#451 • Glen Garioch Virgin Oak

48% alc./vol.
Glen Garioch Distillery, Oldmeldrum, Highlands, Scotland

A little Glen Geery to continue the momentum? In any case, that's how you pronounce the highlander Glen Garioch.

In this case, Glen Garioch used to ripen American white oak barrels that have never been used before, hence the name "virgin" oak. It's a bit fashionable these days to use such barrels, hoping to impart a stronger flavor to these malts. Unfortunately it does not lend itself to all expressions ...

As the Italian pacifist and patriotic journalist of Unity, the Nobel Peace Prize laureate in 1907, so aptly put it, Ernesto Teodoro Moneta (1833-1918) said so well:

If a man changes his wife, it is in order to find in the new a blank ear for his stories.

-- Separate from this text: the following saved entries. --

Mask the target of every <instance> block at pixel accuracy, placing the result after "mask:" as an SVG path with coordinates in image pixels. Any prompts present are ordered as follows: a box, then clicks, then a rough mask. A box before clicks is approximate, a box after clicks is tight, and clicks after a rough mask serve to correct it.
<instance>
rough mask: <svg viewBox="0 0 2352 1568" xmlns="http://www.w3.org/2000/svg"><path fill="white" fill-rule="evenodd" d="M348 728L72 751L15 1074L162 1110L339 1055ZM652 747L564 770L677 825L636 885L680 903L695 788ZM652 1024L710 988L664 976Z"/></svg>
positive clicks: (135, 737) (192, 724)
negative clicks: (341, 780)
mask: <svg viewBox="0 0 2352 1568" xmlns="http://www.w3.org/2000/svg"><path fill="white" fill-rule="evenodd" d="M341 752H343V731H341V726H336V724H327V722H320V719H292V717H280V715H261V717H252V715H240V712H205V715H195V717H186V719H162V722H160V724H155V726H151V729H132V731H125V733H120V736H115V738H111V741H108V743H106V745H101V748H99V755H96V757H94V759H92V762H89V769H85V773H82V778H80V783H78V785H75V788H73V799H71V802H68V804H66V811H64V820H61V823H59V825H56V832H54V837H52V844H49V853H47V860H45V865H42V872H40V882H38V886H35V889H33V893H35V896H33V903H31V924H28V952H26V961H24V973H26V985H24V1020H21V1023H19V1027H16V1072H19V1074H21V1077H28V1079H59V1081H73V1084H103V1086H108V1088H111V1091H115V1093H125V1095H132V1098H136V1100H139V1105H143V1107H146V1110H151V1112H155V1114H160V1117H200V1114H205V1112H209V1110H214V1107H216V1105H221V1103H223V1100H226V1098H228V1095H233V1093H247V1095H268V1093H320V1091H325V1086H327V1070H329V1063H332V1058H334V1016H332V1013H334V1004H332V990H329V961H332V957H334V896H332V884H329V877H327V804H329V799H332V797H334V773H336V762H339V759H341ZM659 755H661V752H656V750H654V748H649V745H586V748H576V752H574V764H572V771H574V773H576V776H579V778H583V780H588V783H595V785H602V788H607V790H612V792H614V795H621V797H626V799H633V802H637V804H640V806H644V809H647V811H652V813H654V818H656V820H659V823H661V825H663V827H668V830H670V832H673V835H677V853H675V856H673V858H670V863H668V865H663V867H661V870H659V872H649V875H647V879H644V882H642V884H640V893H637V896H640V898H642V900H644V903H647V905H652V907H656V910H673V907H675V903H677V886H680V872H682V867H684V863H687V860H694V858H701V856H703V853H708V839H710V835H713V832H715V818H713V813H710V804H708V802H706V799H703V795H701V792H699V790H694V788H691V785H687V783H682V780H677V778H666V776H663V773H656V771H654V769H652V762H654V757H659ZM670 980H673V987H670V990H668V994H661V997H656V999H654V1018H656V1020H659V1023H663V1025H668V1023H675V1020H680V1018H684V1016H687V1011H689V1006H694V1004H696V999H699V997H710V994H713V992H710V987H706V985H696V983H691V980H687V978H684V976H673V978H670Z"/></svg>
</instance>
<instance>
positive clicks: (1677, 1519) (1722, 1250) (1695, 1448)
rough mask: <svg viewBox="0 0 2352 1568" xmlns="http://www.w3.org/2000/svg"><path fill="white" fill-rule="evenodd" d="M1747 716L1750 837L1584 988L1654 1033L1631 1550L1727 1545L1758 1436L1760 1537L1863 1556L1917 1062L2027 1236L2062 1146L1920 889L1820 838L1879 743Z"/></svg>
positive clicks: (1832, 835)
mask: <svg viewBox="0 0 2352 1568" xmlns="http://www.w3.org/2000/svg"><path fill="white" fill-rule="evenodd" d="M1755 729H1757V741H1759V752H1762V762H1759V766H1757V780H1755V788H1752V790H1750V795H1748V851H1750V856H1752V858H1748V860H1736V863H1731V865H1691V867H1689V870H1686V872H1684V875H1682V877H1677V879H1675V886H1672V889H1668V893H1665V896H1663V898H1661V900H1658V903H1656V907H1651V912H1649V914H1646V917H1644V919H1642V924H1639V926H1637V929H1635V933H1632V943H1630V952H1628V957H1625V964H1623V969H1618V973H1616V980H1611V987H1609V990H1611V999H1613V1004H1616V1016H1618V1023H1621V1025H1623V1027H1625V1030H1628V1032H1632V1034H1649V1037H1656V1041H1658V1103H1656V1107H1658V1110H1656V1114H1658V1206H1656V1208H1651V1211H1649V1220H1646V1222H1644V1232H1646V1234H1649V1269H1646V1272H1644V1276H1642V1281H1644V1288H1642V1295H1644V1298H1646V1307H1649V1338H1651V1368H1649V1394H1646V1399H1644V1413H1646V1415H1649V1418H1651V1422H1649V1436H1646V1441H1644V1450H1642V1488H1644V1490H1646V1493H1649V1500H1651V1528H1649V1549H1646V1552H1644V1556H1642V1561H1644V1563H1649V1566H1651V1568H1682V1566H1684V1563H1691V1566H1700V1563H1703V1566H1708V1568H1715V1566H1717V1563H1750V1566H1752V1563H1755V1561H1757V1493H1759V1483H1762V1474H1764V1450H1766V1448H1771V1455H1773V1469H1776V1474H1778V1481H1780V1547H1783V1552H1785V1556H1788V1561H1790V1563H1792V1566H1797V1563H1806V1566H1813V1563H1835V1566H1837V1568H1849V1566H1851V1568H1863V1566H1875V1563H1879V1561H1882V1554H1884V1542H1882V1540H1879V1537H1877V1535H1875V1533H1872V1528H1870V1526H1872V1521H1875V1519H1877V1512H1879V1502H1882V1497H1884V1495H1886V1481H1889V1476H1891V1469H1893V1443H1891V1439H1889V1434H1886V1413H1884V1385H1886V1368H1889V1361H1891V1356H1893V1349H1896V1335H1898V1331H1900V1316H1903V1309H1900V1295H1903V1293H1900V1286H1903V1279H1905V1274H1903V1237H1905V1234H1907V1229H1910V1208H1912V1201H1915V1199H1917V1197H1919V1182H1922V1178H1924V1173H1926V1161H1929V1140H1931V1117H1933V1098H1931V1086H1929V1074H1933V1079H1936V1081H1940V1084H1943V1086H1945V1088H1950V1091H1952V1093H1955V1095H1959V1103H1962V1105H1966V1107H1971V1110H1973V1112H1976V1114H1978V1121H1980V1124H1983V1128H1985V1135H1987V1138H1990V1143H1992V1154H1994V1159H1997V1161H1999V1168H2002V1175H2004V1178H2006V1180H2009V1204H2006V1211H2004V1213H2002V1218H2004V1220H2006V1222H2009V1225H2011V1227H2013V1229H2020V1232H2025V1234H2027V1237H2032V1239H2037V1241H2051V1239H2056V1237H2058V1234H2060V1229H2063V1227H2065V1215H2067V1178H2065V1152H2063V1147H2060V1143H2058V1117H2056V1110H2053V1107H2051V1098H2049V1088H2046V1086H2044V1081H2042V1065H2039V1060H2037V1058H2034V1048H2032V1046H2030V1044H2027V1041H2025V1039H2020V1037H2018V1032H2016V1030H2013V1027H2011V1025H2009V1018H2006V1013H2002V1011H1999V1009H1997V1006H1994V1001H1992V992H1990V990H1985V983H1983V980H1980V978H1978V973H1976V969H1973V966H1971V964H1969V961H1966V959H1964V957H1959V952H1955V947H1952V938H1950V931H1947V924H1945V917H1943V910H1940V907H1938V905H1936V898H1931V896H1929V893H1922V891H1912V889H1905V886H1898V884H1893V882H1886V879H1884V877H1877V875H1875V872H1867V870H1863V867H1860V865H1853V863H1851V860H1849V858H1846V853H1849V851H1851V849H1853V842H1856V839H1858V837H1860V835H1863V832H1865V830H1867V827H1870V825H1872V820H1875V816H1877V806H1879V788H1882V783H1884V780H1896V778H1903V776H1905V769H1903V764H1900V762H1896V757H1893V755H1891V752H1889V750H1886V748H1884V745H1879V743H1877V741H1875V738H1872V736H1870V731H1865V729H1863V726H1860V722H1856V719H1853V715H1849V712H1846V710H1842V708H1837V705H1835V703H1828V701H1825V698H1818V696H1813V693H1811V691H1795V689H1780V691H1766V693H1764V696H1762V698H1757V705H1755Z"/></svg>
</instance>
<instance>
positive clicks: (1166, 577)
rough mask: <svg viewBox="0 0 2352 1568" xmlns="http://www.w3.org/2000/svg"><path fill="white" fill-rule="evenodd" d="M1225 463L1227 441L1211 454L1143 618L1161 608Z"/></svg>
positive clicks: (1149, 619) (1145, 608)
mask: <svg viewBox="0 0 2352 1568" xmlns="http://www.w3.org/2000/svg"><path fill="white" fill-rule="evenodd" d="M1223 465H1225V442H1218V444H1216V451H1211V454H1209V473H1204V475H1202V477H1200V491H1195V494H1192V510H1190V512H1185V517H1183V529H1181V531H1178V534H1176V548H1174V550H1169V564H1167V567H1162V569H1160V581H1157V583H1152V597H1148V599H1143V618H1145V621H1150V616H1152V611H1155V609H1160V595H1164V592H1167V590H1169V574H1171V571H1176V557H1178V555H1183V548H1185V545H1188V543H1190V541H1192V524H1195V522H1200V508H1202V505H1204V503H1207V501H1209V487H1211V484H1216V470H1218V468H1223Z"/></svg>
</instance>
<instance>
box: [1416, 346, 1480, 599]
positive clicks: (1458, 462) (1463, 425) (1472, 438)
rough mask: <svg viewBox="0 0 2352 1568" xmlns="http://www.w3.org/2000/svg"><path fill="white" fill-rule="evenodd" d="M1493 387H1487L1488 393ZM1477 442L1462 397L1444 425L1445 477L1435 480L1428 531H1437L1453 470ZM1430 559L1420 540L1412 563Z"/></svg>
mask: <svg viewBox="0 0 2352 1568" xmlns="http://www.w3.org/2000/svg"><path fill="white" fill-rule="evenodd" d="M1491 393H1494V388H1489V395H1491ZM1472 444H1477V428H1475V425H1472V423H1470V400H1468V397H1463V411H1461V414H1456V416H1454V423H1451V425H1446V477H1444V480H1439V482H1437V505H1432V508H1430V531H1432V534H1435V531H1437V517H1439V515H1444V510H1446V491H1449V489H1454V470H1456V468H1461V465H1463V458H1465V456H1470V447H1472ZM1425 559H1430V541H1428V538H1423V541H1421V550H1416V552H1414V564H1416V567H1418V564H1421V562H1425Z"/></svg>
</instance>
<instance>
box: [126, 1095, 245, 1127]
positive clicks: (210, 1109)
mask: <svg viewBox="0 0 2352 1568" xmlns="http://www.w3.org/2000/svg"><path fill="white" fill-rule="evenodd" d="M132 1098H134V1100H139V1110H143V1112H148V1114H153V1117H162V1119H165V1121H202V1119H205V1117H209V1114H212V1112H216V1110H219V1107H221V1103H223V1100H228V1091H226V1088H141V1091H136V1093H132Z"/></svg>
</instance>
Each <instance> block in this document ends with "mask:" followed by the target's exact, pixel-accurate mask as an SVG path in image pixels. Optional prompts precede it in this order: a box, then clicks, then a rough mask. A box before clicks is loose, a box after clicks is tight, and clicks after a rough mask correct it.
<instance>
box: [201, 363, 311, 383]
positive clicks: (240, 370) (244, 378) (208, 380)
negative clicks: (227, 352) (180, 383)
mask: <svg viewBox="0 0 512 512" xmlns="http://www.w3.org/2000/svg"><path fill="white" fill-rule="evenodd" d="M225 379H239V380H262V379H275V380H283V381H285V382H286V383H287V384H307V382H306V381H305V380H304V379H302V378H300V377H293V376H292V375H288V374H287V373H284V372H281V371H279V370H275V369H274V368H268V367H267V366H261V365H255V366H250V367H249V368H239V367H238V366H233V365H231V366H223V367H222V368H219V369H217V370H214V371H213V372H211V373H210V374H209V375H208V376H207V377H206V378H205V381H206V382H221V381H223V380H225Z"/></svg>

Amber almost brown adorned with delicate legs. Good alcohol despite the fact that the influence of the bole is difficult to discern with the naked eye.

Nose:
All in all, not unpleasant. Cereals, apples, dry oak, spices, with a hint of vanilla to represent well the origin of its barrel.

Taste:
Sweet honey, fruit in syrup, some salted caramel, grilled malt. Definitely a nice surprise after a nose that did not promise the stars.

Finish:
Of a good length, it leaves us on a mixture of sweet dark chocolate with the orange and Cheerios with honey and walnuts.

Balance:
It may be far from other Glen Garioch, but it's still a small single malt that defends well. Better in any case than his cousin Auchentoshan under such conditions.

Note: ★★★★★

#146 • Glen Garioch 1995 Cask Strength

55.3% alc./vol.
Glen Garioch Distillery, Oldmeldrum, Highlands, Scotland

The fourth expression of the evening of November 12 with Iain McCallum at Scotch Whiskey Club of Quebec is one that was almost unanimous among the members, the Glen Garioch 1995 Cask Strength.

The club had already tasted twice this year, in January and April, the vintage of the previous year, the 1994 CS. He had always been the favorite in those evenings. And although it does not matter, the 1995 hits a check mark above and good yenne it's good. He really does not have his degree of alcohol, it's amazing how sweet he is.

As would have said so well, if he had been present with us at the tasting, the French impressionist Claude Monet (1840-1926):

The gentleness of man for the beast is the first manifestation of his superiority over her.

Very pale gold, even paler than the 12 years.

Nose:
None, but no aggression by its alcohol level. We start with soapy berries and then be surprised by a real explosion of flowers. It reminds me of a good joke ...

This is the story of a father who had three daughters. One day the first comes to see him and asks him:

- Dad? Why is my name Rose?

The father answers:

- Well my darling, it's because the day of your birth, a rose petal fell from the sky and fell on your head.

Satisfied with the answer, the first girl leaves, and Dad's second daughter introduces herself with the following question:

- Dad? Why is my name Marguerite?

- Well my darling, it's because the day of your birth, a petal of daisy fell from the sky and settled on your head.

She too, happy with the answer, leaves the room. The third and last girl then comes in front of her dad:

- Ggjhbvihkggffjkhjhh !!!!

- TA GUEULE, FRIGIDAIRE!

A second visit to the nose gives us a sweet blend of toffee and caramel, or even a nice big spoon of maple butter.

Taste:
Creamy to death. A tidal wave of salted caramel, toffee and spices. Green grapes with a bewitching minerality. Simply divine.

Finish:
Long and spicy like the 1994, with a little salty side mixed with an edible flower impression on the cakes like royal icing that my mother did when I was a kid.

Balance:
Un cask strength incredibly sweet and sweet. Majestic, a sleigh ride smoothly. At the time of writing, the quantities in SAQ are dangerously low. I would feel bad to tell you not to spit on the occasion. Another great favorite of this legendary distillery.